Carla Demaria, Presidente di UCINA si è unita sulla tematica sul futuro ricordando come “nel corso del 19°Forum “Avanti Donna” organizzato dalla Fondazione Bellisario – di cui Demaria è entrata a far parte quest’anno - sia emerso come la nostra economia sia più fragile di quanto appaia. L'Italia è campione nell'export e questo la posiziona al  secondo posto tra le potenze industriali europee e sesta al mondo. Ma il Made in Italy ha bisogno d'interventi per mantenere questa competitività. Partecipare attivamente alla 4° Rivoluzione industriale, la cosiddetta Impresa 4.0, non è un'opzione ma una condizione di sopravvivenza. Occorre abbattere i vincoli che impediscono che al processo aderiscano il maggior numero di aziende. Per farlo è indispensabile un piano nazionale strutturato e alla cui stesura è altrettanto indispensabile che l'industria partecipi".

 

L’On. Edoardo Rixi, Vice Ministro delle Infrastrutture e dei Trasporti, ha fornito un quadro sulle riforme del settore e sugli scenari politici finanziari dell’Italia, partendo dall’emendamento in merito ai canoni demaniali dei porti turistici. “Siamo riusciti a portare a casa il Registro Telematico che quest’estate sarà operativo.
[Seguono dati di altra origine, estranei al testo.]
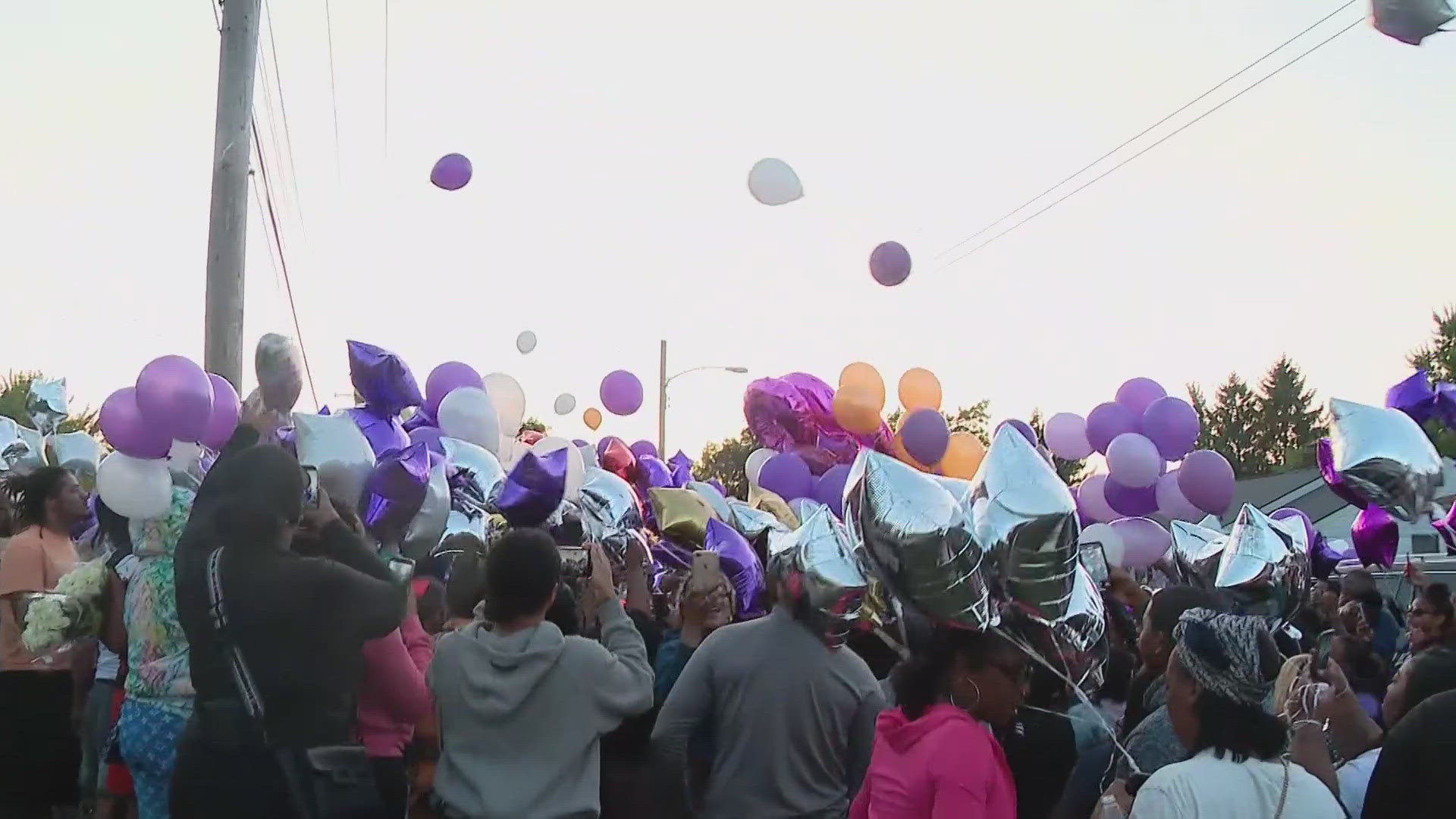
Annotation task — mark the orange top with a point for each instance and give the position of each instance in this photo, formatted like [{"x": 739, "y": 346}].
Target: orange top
[{"x": 33, "y": 561}]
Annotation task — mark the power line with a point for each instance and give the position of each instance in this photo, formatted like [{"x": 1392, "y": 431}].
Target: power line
[
  {"x": 1125, "y": 143},
  {"x": 1161, "y": 140}
]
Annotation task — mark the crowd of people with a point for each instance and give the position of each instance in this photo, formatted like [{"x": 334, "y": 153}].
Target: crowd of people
[{"x": 258, "y": 657}]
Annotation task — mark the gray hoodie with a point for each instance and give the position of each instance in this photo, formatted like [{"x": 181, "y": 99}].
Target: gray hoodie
[{"x": 522, "y": 716}]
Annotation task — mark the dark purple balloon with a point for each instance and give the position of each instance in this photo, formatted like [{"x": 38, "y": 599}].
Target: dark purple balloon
[
  {"x": 1109, "y": 420},
  {"x": 1134, "y": 502},
  {"x": 382, "y": 379},
  {"x": 1172, "y": 426},
  {"x": 890, "y": 262}
]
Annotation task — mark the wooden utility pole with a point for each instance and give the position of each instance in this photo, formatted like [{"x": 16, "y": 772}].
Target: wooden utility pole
[{"x": 228, "y": 224}]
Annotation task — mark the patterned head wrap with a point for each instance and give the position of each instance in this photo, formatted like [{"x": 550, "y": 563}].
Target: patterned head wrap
[{"x": 1222, "y": 653}]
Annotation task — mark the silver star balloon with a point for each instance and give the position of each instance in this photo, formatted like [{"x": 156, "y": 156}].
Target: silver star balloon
[
  {"x": 918, "y": 539},
  {"x": 1385, "y": 458},
  {"x": 1027, "y": 519}
]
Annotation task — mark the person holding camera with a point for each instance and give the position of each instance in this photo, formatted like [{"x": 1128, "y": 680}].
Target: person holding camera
[{"x": 522, "y": 706}]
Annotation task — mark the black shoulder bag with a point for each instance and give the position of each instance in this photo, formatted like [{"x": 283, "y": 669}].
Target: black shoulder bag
[{"x": 332, "y": 781}]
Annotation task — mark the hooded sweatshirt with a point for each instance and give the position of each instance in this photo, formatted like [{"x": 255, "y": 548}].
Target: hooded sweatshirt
[
  {"x": 522, "y": 716},
  {"x": 944, "y": 765}
]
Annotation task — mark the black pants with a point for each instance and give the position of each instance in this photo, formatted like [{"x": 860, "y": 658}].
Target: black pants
[{"x": 394, "y": 784}]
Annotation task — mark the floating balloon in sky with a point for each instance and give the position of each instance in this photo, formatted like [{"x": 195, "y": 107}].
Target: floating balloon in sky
[
  {"x": 450, "y": 172},
  {"x": 890, "y": 264},
  {"x": 774, "y": 183}
]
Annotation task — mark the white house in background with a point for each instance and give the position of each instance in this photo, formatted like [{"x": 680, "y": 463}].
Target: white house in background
[{"x": 1307, "y": 491}]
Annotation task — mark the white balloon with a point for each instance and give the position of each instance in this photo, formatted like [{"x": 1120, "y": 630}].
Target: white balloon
[
  {"x": 576, "y": 466},
  {"x": 755, "y": 463},
  {"x": 774, "y": 183},
  {"x": 134, "y": 487},
  {"x": 468, "y": 414},
  {"x": 509, "y": 400}
]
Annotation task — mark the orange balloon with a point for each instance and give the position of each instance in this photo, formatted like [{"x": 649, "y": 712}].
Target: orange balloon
[
  {"x": 963, "y": 455},
  {"x": 919, "y": 390},
  {"x": 592, "y": 417},
  {"x": 855, "y": 410},
  {"x": 867, "y": 376}
]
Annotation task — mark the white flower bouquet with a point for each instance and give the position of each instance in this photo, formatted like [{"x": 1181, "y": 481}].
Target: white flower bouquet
[{"x": 53, "y": 620}]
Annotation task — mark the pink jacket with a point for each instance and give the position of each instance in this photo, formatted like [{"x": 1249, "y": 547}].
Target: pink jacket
[
  {"x": 940, "y": 767},
  {"x": 394, "y": 694}
]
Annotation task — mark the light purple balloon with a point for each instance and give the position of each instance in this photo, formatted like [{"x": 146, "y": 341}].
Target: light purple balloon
[
  {"x": 925, "y": 435},
  {"x": 430, "y": 436},
  {"x": 228, "y": 410},
  {"x": 450, "y": 172},
  {"x": 175, "y": 397},
  {"x": 1130, "y": 500},
  {"x": 1172, "y": 426},
  {"x": 786, "y": 475},
  {"x": 620, "y": 392},
  {"x": 890, "y": 264},
  {"x": 1106, "y": 422},
  {"x": 830, "y": 488},
  {"x": 1066, "y": 436},
  {"x": 1172, "y": 504},
  {"x": 444, "y": 378},
  {"x": 1139, "y": 394},
  {"x": 1133, "y": 461},
  {"x": 127, "y": 430},
  {"x": 1207, "y": 482},
  {"x": 1145, "y": 542},
  {"x": 1021, "y": 428},
  {"x": 1092, "y": 500}
]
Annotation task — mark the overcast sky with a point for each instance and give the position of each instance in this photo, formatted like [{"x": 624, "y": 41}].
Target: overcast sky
[{"x": 610, "y": 145}]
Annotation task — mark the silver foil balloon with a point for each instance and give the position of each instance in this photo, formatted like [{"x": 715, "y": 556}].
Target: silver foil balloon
[
  {"x": 1385, "y": 458},
  {"x": 1027, "y": 519},
  {"x": 1263, "y": 569},
  {"x": 819, "y": 572},
  {"x": 609, "y": 510},
  {"x": 428, "y": 525},
  {"x": 335, "y": 447},
  {"x": 77, "y": 452},
  {"x": 47, "y": 404},
  {"x": 918, "y": 539}
]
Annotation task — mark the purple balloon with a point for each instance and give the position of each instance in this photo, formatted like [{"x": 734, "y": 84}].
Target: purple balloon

Se non riusciremo a far passare l’emendamento ora, nell’ambito di una manovra finanziaria piuttosto delicata, mi auguro di riuscirci nel primo provvedimento utile”. E, in merito al sostegno ai porti devastati dal maltempo lo scorso novembre, il Vice Ministro ha ricordato come sia nei fatti una materia difficile da affrontare per quanto riguarda gli aiuti governativi perché si tratta di porti privati e non di beni pubblici.

 

Gianni Pietro Girotto, Presidente Commissione Industria del Senato, sugli scenari industriali. “L’industria ci chiede certezza del diritto, per incentivare gli investitori esteri, e gestire e non subire le grandi trasformazioni industriali: da quella energetica a quella della mobilità. Circa il supporto all'internazionalizzazione sosteniamo con forza il ruolo di ICE Agenzia. Per quel che riguarda le principali manifestazioni fieristiche del Made in Italy sono assolutamente favorevole a concentrare le risorse sugli eventi principali".